Cable 3 takes the simplest route by coming straight out of the back of the box, through the bulkhead and across to the carb. You will need to mount your Potentiometer on the carb spindle and this has been achieved on both a Weber and SU carb with little problem. See below for more details. Depending on which side you mount the pot will determine the way it rotates with increasing throttle. This is not an issue as the direction can effectively be reversed in the software package with a few clicks of the mouse.

Fitting the VR Sensor

Below shows the connection to the sensor. Focus is poor but you can see the general detail. The cable comes in from underneath the alternator. The actual sensor is attached to the alternator mounting via a length of aluminium or steel bar. The bracket is shaped accordingly to present the VR module at  the toothed ring. The first two shots show a 65 B and with Bs from 1976 onwards there is far greater space in which to work (see Fitting EDIS to a later rubber bumper B/BGT).  Max allowable distance away from the trigger wheel is probably around 3mm, although it would be better to aim for as close as possible within the tolerance of any run-out on the trigger wheel.

Installing the Coil Pack

The coil pack requires 12V power and to be a reasonably short distance from the plugs. As a result locating it near the fuse box or brake pedal box will be fine. There are 4 holes located in the four corners of the pack. You can use long bolts and nuts to space it off the mounting area. It does not need to be insulated from earth.
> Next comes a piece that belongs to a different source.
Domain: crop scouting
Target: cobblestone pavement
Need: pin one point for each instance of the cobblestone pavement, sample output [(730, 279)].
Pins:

The pack has 3 pins. Two outer ones receive the firing pulses and the central one connects to 12V. This pin can be permanently connected to the 12V supply as it draws a miniscule amount of current when the car is switched off. The permanent 12v is also a cleaner source and will provide unlimited current.
You will see the connector has a black lead which travels back to the box and a red lead. Connect the red lead with a suitable connector to a spare tab on the fuse block that is permanent 12V. Usually brown wires represent 12V permanent.

The picture below shows the coil pack with the connections labelled.

Note the coil pack is labelled on the actual moulding. 2 and 3 are purposefully swapped over to go to cylinders 3 and 2 respectively.

Optimum location for the coil pack is shown below, although again with differences between the engine bays of pre and post 1976 cars, the coil pack can be mounted on the left-hand side of the heater box. See also location as depicted in Fitting EDIS to a later rubber bumper B/BGT.

Fitting the TPS (Throttle Position Sensor)

The throttle position sensor is an integral part of the system and although being simply a variable resistor, it must be positioned in such a way as it will rotate with the throttle spindle without slipping.  See the photos below for a simple but effective way of doing this. The actual potentiometer can be protected with a small 35mm film canister. It doesn’t need any mechanical calibration other than the pot must turn with the throttle spindle from fully closed to fully open. The calibration is done later in the software package.  The picture below shows our trial set-up  on a 79 BGT. The throttle spindle is connected to the end of the pot via a short length of rubber tubing. Looks crude I know but it works. There is room for improvement here so experiment away!

Although untried as yet, it is likely feasible to source a TPS off an inlet plenum on a modern car.

Throttle Position Sensor shown below on a twin SU set-up on the rear carb throttle spindle.